Since parsing the BEGIN
label is totally separate from parsing END
, one can mix and match strategies to customize the level of strictness (e.g. BEGIN
and END
can have different labels).
Chunked vs Single
For parsing the body this crate provides 2 iterators, Chunked
and Single
. The basic difference is Chunked
emits 3 bytes of output at a time (corresponding to 4 characters of input), while Single
emits only 1 byte at a time.
There may be some performance differences between the two, but presently they seem nearly identical. Originally there was more of a distinction between the two and a trade-off in performance vs functionality, but at this point, the difference is largely an ergonomic one.
Resilient parsing
The major types of this crate (BoundaryParser
, Chunked
, and Single
), are all iterators. It's obvious why the body parsers are iterators: they need to iterate over the bytes of output.
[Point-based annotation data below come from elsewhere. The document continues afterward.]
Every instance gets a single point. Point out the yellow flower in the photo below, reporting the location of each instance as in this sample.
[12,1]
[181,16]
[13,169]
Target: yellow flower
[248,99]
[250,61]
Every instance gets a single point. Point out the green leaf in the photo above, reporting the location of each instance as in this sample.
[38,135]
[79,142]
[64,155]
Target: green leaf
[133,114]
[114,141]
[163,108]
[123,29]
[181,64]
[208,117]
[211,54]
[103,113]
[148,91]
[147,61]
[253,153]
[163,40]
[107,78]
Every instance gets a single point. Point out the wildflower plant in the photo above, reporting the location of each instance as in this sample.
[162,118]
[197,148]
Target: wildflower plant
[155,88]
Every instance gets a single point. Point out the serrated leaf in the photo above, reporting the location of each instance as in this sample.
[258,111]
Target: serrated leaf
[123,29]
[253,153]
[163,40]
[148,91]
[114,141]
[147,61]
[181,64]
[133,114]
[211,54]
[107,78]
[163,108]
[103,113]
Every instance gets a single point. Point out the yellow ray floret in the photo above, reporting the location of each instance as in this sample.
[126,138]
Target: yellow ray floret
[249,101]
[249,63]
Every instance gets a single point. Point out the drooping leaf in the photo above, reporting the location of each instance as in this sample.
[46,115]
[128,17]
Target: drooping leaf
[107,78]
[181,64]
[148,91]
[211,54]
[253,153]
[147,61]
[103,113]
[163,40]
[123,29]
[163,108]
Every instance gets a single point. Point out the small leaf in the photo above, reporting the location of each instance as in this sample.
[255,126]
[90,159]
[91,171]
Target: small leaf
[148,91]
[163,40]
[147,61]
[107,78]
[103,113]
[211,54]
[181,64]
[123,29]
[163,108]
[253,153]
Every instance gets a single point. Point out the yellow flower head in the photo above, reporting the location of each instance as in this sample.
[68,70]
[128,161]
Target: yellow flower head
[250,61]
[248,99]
But why is BoundaryParser
?
Basically, it makes parsing more resilient. If the underlying stream emits an errors, it can be forwarded to the caller and dealt with without losing parsing state. Is this useful? Probably not. Most of the time you'd just want to fail if the stream errors. But it is kind of neat.